I slumped in his chair, wounded. Several were able to intercept with Happy day, Happy Friends Day and even hummed Happy, happy in your day, my friend God bless you, you eat rotten bananas and you turn back. Even I changed the lyrics to make it more suitable to this day, very unhappy. About
everyone greets and kiss and give hugs. And I do not understand. I do not understand if you live as real. Or if you are aware of the hypocrisy. Perhaps you feel it. Perhaps sit down and be genuine and be me strange and confused. Without a doubt I feel I belong here, after all.
My eyes rest on the window. You look where you want to be. But until all 18 have to attend these square meters.
Spam Shadow of fat soaked me. She looks at me. I look at him. Smile. "Happy days .- says.
a deep breath. She looks at me. I look at him. - Giraffes! Pororo! Passepartout and watermelons, water slide and Peron .- I say, hugging him. Well, cuddling is an approximate term. Willow would be like trying to hug the dwarf planet Earth.
I look. I look at him. Squint eyes. It might work. He laughs. It worked.
"You're crazy, man.
pie-Chasquibums and Nietzsche. Tiles!
Leaves, laughing. I grab a post-it. I have to devise new ways beyond the Dadaist Crazy to avoid uncomfortable, I write.
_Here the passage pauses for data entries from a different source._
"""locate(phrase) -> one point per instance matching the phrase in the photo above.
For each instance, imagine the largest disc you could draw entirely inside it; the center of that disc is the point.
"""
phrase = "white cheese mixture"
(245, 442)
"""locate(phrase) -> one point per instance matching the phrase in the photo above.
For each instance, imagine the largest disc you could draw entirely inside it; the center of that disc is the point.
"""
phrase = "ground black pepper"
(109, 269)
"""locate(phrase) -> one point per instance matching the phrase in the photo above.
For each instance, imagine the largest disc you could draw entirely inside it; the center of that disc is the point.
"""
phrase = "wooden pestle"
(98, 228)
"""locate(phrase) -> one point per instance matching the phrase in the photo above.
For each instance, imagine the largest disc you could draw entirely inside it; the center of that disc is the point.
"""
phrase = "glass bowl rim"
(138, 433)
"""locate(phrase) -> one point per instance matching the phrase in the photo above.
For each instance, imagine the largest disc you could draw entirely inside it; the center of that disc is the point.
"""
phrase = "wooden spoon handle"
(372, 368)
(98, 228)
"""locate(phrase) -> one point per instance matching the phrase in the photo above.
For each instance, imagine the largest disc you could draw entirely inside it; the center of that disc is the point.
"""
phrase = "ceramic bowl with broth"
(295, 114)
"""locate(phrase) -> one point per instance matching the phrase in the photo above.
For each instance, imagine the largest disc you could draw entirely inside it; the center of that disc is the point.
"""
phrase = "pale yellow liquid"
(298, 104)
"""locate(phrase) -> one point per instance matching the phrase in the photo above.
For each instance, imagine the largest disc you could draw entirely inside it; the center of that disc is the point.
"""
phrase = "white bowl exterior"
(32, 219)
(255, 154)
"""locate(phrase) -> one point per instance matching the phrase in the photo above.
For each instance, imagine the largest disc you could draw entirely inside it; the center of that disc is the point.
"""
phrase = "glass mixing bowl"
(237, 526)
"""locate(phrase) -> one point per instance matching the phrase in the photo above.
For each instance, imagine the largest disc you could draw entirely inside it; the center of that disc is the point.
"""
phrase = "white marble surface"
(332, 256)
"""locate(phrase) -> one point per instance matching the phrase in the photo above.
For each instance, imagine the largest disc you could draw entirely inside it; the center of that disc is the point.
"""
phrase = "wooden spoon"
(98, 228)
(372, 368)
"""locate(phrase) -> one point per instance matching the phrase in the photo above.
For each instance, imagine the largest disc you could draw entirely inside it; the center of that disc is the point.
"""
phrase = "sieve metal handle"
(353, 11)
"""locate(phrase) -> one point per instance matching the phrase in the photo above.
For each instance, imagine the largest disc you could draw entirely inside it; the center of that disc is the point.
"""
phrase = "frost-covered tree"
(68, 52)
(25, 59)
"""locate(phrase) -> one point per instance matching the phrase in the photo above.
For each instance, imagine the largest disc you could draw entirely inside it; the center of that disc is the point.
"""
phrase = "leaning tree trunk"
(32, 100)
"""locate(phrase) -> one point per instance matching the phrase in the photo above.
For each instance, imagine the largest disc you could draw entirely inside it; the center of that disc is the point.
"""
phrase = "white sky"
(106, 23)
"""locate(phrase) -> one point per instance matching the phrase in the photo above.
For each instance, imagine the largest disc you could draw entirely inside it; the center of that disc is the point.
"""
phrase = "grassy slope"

hours that separate me from the 18 are several. And my dribbling, few. And I will tell. Happy days I say again and will be terrible.
says "Hello .- I the receptionist "Happy day.
most terrible examples tend to happen soon.
And yes.
is terrible. It is terrible in a way that had not contemplated. Terrible at a dose that eats me inside. Destroys me. Collapses on me everything, even the titanic urge to look at and say I do not want to be your friend, that is dawning in his eyes and his smile and meadows in spring in its perfume and hug and kiss and make love there. While devouring anything left standing only enough strength to smile as if to say "Happy day.
And it goes, happy, unaware of the profound chaos and devastation left in my chest. My eyes, behind her. After all, you look to where you want to be.